Избранное - [63]

Шрифт
Интервал

Как-то днем вскоре после этой прогулки, во время урока химии, в класс Витьки вошел учитель Аримура.

 — Пожалуйста, прошу извинить, — сказал он, — я должен прервать урок. Мне повелено объявить вам нечто. Прошу встать. У нас, нихонских, сегодня большая радость: наш военный министр — и великий герой, генерал-наместник и генерал-капитан. Он приезжает в Чжоу-Фын. Дети, он узнал, что в Чжоу-Фыне есть русский колледж, и телеграфировал, что желает видеть его учеников среди встречающего населения.

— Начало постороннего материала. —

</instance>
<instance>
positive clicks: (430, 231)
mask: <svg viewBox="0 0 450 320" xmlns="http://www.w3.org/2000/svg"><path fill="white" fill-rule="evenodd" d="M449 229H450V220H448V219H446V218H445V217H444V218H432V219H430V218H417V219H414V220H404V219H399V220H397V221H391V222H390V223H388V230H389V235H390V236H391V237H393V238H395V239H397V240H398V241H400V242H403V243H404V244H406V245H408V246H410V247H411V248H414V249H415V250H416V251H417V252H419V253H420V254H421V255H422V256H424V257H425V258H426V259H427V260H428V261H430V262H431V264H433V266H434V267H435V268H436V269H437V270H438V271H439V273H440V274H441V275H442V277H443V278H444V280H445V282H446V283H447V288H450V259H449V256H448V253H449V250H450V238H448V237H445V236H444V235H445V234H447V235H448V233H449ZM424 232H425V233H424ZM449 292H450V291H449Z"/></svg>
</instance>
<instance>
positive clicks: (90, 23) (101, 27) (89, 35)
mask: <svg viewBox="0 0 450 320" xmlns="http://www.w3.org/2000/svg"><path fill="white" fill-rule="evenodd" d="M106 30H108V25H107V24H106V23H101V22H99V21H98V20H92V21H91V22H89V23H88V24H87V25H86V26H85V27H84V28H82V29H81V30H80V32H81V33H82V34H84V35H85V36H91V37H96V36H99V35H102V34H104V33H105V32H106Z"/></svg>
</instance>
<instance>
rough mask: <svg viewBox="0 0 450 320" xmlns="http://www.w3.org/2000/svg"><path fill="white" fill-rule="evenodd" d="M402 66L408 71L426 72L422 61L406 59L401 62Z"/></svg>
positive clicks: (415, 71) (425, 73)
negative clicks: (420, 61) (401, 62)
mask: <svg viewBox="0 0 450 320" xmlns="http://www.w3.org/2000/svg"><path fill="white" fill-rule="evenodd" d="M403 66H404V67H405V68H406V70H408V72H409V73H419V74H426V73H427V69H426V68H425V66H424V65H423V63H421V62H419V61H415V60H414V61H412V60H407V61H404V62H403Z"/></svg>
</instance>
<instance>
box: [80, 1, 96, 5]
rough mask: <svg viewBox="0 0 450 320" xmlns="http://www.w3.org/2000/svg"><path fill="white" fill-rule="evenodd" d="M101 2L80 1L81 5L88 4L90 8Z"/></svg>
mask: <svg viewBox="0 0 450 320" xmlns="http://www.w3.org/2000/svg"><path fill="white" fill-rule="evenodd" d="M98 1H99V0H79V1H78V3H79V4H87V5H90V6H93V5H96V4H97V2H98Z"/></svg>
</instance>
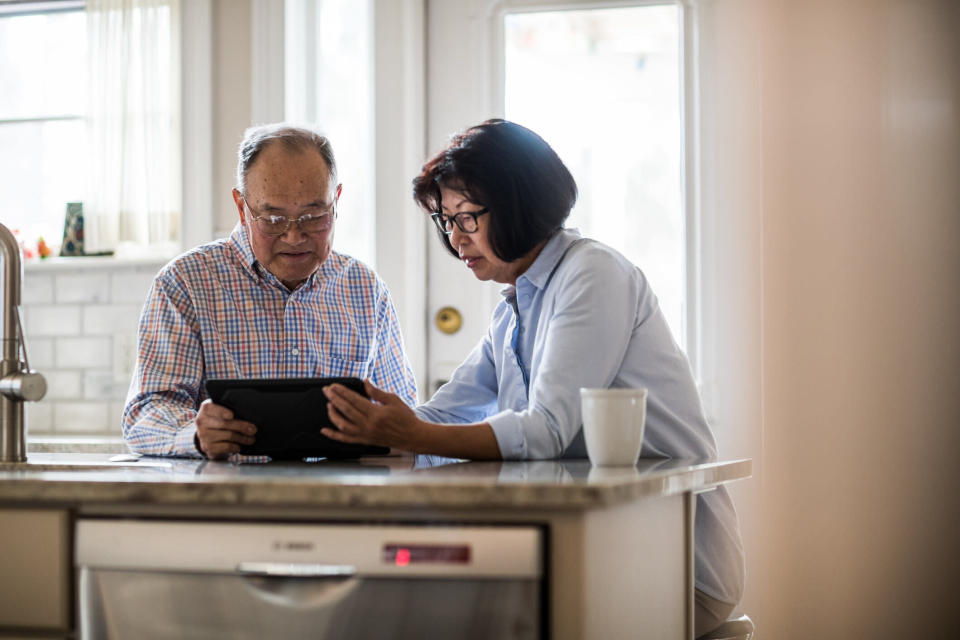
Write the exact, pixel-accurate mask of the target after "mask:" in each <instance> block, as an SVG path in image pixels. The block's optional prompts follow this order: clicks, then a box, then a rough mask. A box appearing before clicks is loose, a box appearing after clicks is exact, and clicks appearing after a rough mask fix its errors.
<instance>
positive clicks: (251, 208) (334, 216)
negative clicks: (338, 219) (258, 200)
mask: <svg viewBox="0 0 960 640" xmlns="http://www.w3.org/2000/svg"><path fill="white" fill-rule="evenodd" d="M240 197H241V198H243V203H244V204H245V205H246V206H247V209H250V213H251V217H252V218H253V219H254V220H255V221H256V223H257V228H258V229H259V230H260V231H261V232H263V233H264V234H266V235H268V236H282V235H283V234H285V233H286V232H287V230H288V229H289V228H290V225H291V224H293V223H296V224H297V226H298V227H299V228H300V231H302V232H303V233H321V232H323V231H327V230H328V229H330V227H332V226H333V221H334V220H336V218H337V208H336V204H337V203H336V201H334V202H331V203H330V204H328V205H324V206H314V207H307V208H306V209H304V210H303V213H302V214H301V215H300V216H299V217H297V218H288V217H287V216H275V215H264V214H263V213H261V212H259V211H257V210H256V209H254V208H253V207H251V206H250V203H249V202H247V198H246V197H245V196H243V195H241V196H240Z"/></svg>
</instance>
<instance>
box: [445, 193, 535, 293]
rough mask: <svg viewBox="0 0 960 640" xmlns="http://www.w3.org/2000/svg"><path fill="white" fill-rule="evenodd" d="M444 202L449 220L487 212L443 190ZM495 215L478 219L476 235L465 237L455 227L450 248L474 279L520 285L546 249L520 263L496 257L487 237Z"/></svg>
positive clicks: (473, 202) (478, 205)
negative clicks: (464, 214)
mask: <svg viewBox="0 0 960 640" xmlns="http://www.w3.org/2000/svg"><path fill="white" fill-rule="evenodd" d="M440 199H441V203H442V206H443V213H444V214H446V215H448V216H454V215H456V214H458V213H470V212H473V211H480V210H481V209H483V206H482V205H479V204H477V203H475V202H470V201H469V200H467V198H466V196H465V195H464V194H463V193H462V192H460V191H456V190H454V189H450V188H448V187H440ZM491 215H493V214H492V213H485V214H483V215H480V216H477V230H476V231H474V232H473V233H464V232H463V231H460V228H459V227H458V226H457V225H453V231H452V232H451V233H450V234H449V236H448V237H449V238H450V244H451V245H452V246H453V248H454V249H456V250H457V253H459V254H460V259H461V260H462V261H463V263H464V264H465V265H467V268H468V269H470V270H471V271H473V275H475V276H476V277H477V279H478V280H483V281H488V280H493V281H494V282H499V283H501V284H516V283H517V278H518V277H519V276H520V275H521V274H523V272H524V271H526V270H527V269H528V268H529V267H530V265H531V264H533V261H534V259H535V258H536V257H537V254H539V253H540V249H542V248H543V245H542V244H540V245H538V246H537V247H535V248H534V249H533V250H532V251H531V252H530V253H528V254H527V255H525V256H524V257H522V258H519V259H518V260H514V261H512V262H504V261H503V260H501V259H500V258H498V257H497V256H496V254H494V252H493V248H492V247H491V246H490V241H489V239H488V237H487V230H488V229H489V228H490V216H491Z"/></svg>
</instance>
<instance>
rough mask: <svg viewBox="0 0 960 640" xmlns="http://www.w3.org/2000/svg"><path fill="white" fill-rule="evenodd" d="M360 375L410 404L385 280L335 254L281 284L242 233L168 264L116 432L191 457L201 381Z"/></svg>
mask: <svg viewBox="0 0 960 640" xmlns="http://www.w3.org/2000/svg"><path fill="white" fill-rule="evenodd" d="M325 376H357V377H360V378H369V379H370V381H371V382H372V383H373V384H375V385H376V386H378V387H380V388H382V389H385V390H387V391H390V392H393V393H396V394H397V395H398V396H400V398H402V399H403V400H404V401H405V402H406V403H407V404H409V405H410V406H413V405H415V404H416V400H417V386H416V380H415V378H414V376H413V371H412V369H411V367H410V363H409V362H408V360H407V357H406V354H405V353H404V351H403V338H402V336H401V334H400V326H399V323H398V321H397V314H396V310H395V308H394V306H393V301H392V300H391V298H390V293H389V292H388V291H387V287H386V285H385V284H384V282H383V281H382V280H381V279H380V278H379V277H378V276H377V275H376V273H374V272H373V270H372V269H370V268H369V267H368V266H366V265H365V264H363V263H361V262H359V261H357V260H355V259H353V258H351V257H349V256H346V255H342V254H339V253H336V252H331V253H330V256H329V257H328V258H327V259H326V260H325V261H324V262H323V264H321V265H320V267H319V268H318V269H317V270H316V271H315V272H314V273H313V274H312V275H311V276H310V277H309V278H308V279H307V280H306V281H305V282H304V283H303V284H302V285H300V286H299V287H297V289H295V290H294V291H292V292H291V291H289V290H288V289H287V288H286V287H285V286H284V285H283V284H282V283H281V282H280V281H279V280H278V279H277V278H276V277H275V276H274V275H273V274H272V273H270V272H269V271H267V270H266V269H265V268H263V267H262V266H261V265H260V263H259V262H258V261H257V260H256V257H255V256H254V254H253V250H252V249H251V247H250V243H249V240H248V238H247V235H246V231H245V230H244V228H243V226H242V225H240V224H237V226H236V227H235V228H234V230H233V233H232V234H231V235H230V237H229V238H225V239H220V240H217V241H214V242H211V243H209V244H205V245H202V246H200V247H197V248H196V249H193V250H191V251H189V252H187V253H185V254H183V255H181V256H179V257H178V258H176V259H174V260H173V261H172V262H170V263H169V264H168V265H167V266H165V267H164V268H163V269H162V270H161V271H160V273H159V274H157V277H156V279H155V280H154V282H153V286H152V287H151V289H150V293H149V295H148V296H147V301H146V303H145V304H144V307H143V312H142V313H141V316H140V334H139V343H138V352H137V365H136V368H135V371H134V375H133V379H132V381H131V383H130V390H129V392H128V394H127V404H126V407H125V409H124V411H123V434H124V438H125V439H126V441H127V443H128V444H129V446H130V447H131V448H132V449H133V450H134V451H137V452H140V453H145V454H152V455H180V456H198V455H199V453H198V452H197V450H196V448H195V447H194V442H193V437H194V434H195V433H196V428H197V427H196V416H197V411H198V409H199V406H200V403H201V402H203V400H204V399H205V398H206V393H205V390H204V381H206V380H207V379H209V378H294V377H325Z"/></svg>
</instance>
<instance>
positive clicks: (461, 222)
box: [430, 208, 489, 235]
mask: <svg viewBox="0 0 960 640" xmlns="http://www.w3.org/2000/svg"><path fill="white" fill-rule="evenodd" d="M488 211H489V209H486V208H483V209H480V210H479V211H461V212H460V213H455V214H453V215H452V216H448V215H446V214H445V213H441V212H439V211H437V212H436V213H431V214H430V217H431V218H433V223H434V224H435V225H437V229H438V230H439V231H440V233H445V234H447V235H450V234H451V233H453V225H454V224H456V225H457V228H458V229H460V231H463V232H464V233H476V231H477V216H482V215H483V214H485V213H487V212H488Z"/></svg>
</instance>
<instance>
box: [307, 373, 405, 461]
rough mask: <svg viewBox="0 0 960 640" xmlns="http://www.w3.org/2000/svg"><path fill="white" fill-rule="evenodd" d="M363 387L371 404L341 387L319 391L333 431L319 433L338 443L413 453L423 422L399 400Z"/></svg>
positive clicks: (328, 386)
mask: <svg viewBox="0 0 960 640" xmlns="http://www.w3.org/2000/svg"><path fill="white" fill-rule="evenodd" d="M363 386H364V388H365V389H366V391H367V395H368V396H369V397H370V400H373V402H371V401H370V400H368V399H367V398H364V397H363V396H361V395H360V394H359V393H355V392H353V391H351V390H350V389H347V388H346V387H344V386H343V385H339V384H332V385H330V386H328V387H324V388H323V393H324V395H326V396H327V400H328V403H327V414H328V415H329V416H330V421H331V422H333V424H334V426H335V427H337V429H330V428H328V427H325V428H324V429H323V430H322V431H321V433H323V435H325V436H327V437H328V438H330V439H332V440H337V441H338V442H352V443H362V444H375V445H381V446H385V447H393V448H394V449H402V450H404V451H416V450H417V446H418V444H419V442H418V438H419V436H420V435H421V434H420V431H421V427H422V425H423V422H422V421H421V420H420V418H418V417H417V415H416V414H415V413H414V412H413V409H411V408H410V407H408V406H407V405H406V404H405V403H404V402H403V400H401V399H400V398H399V396H397V395H395V394H393V393H387V392H386V391H382V390H380V389H378V388H376V387H375V386H373V385H372V384H371V383H370V381H369V380H364V381H363Z"/></svg>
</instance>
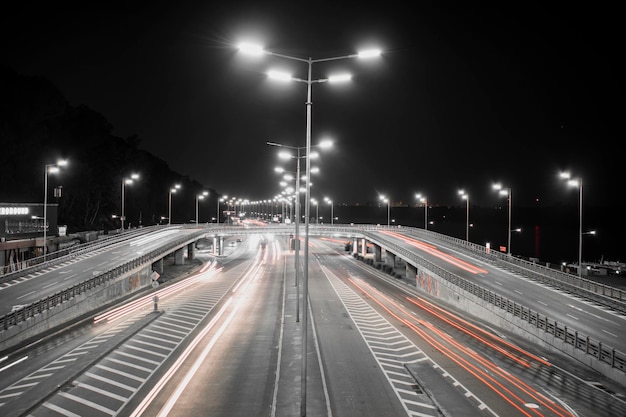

Генерал — это белоснежный холм нашего времени. Он православный, он очень любит русских. Вы, наверно, об этом слыхали. Он велит называть себя по имени-отчеству. Среди деятелей будущей возрожденной России он есть первый любимый деятель. Прошу вас выйти из класса, прошу сдвоить шеренги.

Коллегианты были построены в колонну, их повели на вокзал. Здесь уже стояли японские войска. Оркестр играл гимн императору. От платформы отъехал автомобиль, в котором коллегианты увидели генерала.

У него было плотное, коренастое тело, круглая голова и стриженые седые усы. Его грубое солдатское лицо, известное всем по портретам, выражало холодную самоуверенность.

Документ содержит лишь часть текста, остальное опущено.